# CLINC Intent Detection

Task-oriented dialog systems need to know when a query falls outside their range of supported intents. The [CLINC Intent Detection dataset](https://www.tensorflow.org/datasets/catalog/clinc_oos) introduces a new intent detection benchmark that covers 150 intent classes over 10 domains, capturing the breadth that a production task-oriented agent must handle. It also contains out-of-scope queries to test the model's ability in out-of-domain (OOD) detection, since a reliable task-driven dialog system cannot assume that every query at inference time belongs to a system-supported intent class.

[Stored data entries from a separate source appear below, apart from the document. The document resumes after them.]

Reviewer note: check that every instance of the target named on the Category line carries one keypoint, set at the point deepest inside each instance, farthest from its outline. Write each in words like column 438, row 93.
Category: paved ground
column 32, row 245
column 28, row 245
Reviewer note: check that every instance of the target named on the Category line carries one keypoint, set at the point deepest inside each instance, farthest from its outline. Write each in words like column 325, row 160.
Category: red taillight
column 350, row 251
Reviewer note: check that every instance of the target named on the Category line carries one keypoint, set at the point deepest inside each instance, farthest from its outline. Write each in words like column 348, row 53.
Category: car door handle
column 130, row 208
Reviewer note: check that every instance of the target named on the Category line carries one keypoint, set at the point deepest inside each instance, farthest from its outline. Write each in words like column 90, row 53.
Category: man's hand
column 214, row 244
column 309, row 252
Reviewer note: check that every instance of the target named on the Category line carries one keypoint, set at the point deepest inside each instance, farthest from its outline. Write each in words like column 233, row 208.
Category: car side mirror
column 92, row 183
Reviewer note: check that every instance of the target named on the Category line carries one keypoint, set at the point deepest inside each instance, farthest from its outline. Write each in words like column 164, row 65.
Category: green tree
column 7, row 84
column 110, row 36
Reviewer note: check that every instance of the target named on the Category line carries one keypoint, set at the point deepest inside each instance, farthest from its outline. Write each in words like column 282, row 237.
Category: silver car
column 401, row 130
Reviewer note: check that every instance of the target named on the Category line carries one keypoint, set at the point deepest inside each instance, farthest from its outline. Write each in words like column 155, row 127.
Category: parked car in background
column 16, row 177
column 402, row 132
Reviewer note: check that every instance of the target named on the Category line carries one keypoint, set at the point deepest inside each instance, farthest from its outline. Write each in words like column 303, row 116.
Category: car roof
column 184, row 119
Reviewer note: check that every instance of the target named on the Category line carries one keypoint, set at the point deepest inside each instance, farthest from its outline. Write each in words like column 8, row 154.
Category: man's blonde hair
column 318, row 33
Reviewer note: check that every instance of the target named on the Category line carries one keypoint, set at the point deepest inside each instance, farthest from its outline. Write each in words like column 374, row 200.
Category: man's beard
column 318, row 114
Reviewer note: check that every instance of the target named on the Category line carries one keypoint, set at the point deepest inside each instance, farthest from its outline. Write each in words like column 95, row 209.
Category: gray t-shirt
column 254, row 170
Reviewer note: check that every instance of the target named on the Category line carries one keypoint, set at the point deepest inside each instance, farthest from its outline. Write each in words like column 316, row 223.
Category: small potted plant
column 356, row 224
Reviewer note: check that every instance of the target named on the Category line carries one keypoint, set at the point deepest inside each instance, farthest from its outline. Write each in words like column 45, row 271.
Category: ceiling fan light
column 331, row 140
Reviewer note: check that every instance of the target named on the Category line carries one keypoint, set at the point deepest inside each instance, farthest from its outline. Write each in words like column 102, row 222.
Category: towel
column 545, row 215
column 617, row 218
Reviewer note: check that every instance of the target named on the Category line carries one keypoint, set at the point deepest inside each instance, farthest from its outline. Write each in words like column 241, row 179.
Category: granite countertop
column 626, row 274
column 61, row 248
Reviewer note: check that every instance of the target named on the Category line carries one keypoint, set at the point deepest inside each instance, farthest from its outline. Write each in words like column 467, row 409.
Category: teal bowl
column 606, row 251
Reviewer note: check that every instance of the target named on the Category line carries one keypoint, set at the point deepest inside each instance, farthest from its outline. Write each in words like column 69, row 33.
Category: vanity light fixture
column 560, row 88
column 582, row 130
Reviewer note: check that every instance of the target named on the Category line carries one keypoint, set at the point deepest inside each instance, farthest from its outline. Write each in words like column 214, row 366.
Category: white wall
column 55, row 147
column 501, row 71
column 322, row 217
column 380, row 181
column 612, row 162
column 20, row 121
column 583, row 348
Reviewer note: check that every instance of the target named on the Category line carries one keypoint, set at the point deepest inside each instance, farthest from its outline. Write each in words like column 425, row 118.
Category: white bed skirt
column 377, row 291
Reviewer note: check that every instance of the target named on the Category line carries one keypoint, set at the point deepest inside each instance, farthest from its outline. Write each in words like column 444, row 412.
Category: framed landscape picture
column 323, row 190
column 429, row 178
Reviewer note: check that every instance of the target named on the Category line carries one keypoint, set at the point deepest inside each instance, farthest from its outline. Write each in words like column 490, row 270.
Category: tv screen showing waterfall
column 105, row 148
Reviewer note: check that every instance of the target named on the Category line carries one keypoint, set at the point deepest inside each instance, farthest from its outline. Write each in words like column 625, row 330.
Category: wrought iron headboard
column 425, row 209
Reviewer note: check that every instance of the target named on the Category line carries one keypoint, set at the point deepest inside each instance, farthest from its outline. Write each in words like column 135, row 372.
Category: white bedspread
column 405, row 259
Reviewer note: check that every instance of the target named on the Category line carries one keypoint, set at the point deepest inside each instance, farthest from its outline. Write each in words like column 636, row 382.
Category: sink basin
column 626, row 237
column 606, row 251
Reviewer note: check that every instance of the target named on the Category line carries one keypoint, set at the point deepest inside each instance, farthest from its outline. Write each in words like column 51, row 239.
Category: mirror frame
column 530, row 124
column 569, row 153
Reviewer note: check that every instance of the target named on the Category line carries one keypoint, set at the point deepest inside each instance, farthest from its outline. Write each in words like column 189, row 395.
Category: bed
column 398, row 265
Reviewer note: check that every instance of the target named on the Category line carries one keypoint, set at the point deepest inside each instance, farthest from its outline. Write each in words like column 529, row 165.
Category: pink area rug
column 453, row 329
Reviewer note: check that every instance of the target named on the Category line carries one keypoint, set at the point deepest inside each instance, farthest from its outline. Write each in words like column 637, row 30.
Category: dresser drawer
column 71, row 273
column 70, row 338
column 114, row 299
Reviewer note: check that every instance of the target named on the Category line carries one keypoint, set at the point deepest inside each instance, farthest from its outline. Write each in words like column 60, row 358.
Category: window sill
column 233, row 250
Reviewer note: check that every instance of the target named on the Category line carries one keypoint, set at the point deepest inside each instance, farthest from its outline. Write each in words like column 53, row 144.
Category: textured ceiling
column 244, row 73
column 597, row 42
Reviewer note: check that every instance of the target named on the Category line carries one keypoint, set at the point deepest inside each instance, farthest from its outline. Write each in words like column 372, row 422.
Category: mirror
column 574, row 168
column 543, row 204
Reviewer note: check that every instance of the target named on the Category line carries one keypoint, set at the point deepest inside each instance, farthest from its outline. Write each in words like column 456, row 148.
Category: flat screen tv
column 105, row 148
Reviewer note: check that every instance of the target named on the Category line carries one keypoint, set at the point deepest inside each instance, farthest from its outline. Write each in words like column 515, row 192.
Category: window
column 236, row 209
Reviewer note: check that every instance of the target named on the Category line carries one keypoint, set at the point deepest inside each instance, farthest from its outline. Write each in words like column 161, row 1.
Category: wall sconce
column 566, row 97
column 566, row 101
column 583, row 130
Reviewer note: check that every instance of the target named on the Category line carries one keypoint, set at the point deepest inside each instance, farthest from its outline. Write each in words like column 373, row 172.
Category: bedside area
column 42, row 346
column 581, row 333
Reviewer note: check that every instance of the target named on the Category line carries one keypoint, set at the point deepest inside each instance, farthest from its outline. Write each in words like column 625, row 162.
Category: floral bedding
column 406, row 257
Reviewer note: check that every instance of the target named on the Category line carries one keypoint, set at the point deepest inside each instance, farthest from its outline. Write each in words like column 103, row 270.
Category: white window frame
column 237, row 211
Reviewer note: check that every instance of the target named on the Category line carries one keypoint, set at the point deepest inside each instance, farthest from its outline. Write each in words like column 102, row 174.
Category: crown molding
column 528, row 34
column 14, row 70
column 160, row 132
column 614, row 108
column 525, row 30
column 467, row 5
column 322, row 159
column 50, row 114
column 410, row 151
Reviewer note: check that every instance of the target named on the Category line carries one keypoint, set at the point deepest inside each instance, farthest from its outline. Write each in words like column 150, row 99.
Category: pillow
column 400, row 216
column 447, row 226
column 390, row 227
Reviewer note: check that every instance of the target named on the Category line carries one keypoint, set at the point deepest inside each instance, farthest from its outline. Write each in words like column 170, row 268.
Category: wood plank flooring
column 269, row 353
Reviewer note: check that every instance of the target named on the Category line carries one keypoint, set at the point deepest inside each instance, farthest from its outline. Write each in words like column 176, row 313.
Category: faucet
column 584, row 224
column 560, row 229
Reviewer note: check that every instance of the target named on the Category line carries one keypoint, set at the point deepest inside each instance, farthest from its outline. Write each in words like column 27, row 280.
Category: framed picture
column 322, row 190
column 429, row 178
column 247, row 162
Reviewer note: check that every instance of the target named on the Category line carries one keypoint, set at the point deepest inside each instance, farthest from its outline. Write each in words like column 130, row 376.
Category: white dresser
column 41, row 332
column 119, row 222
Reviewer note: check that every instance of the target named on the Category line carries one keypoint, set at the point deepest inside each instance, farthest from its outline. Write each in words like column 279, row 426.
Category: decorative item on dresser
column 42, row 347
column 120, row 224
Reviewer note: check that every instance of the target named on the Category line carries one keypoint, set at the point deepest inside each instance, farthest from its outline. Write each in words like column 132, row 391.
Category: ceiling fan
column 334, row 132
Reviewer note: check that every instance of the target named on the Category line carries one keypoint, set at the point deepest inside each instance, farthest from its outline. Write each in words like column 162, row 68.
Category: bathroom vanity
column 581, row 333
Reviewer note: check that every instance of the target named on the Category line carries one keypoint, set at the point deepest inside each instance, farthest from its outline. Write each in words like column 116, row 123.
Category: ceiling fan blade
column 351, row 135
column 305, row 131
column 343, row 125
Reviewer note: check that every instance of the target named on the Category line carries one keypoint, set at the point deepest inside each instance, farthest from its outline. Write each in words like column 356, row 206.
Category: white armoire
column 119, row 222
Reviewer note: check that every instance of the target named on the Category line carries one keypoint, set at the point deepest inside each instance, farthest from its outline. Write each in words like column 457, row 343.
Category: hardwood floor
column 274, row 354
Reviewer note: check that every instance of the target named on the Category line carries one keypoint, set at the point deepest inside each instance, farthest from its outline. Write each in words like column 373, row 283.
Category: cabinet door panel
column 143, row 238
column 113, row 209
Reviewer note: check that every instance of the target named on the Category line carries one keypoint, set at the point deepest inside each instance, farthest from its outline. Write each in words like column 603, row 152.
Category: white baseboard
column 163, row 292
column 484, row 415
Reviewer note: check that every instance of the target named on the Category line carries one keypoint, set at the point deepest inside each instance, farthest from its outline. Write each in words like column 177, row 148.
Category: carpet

## BERT-base (12 layer, 768 unit)

| Method | Test NLL | Test Accuracy | Test Cal. Error | cNLL/cAcc/cECE | OOD AUROC/AUPRC | Train Runtime (hours) | # Parameters |
| ----------- | ----------- | ----------- | ----------- | ----------- | ----------- | ----------- | ----------- |
| [Deterministic](deterministic.py) | 0.186 | 96.5% | 0.0218 | 1.803 / 77.6% / 0.142 | 0.942 / 0.853 | 0.8 (8 TPUv3 cores) | 110M |
| [Monte Carlo Dropout (Size=10)](dropout.py) | 0.171 | 96.5% | 0.0170 | 1.717 / 77.7% / 0.126 | 0.951 / 0.861 | 0.8 (80 TPUv3 cores) | 110M |
| [SNGP](sngp.py) | 0.139 | 96.9% | 0.0104 | 1.576 / 78.0% / 0.080 | 0.969 / 0.908 | 0.4 (80 TPUv3 cores) | 111M |
| [SNGP Ensemble (Size=10)](sngp_ensemble.py) | 0.118 | 97.4% | 0.0094 | 1.424 / 79.5% / 0.064 | 0.973 / 0.910 | 0.8 (80 TPUv3 cores) | 1110M |
| [Ensemble (Size=10)](ensemble.py) |  0.169 | 97.5% | 0.0128 | 1.600 / 79.1% / 0.098 | 0.958 / 0.862 | 0.8 (80 TPUv3 cores) | 1100M |

## Metrics

We define metrics specific to CLINC OOS below.

1. __cNLL/cA/cCE__. Testing negative-log-likelihood, accuracy, and calibration error on combined in-scope and out-of-scope queries.
2. __OOD AUROC/AUPRC__. Areas under the receiver-operating-characteristics (ROC) curve and the precision-recall (PR) curve for the model's ability in distinguish in-scope and out-of-scope queries.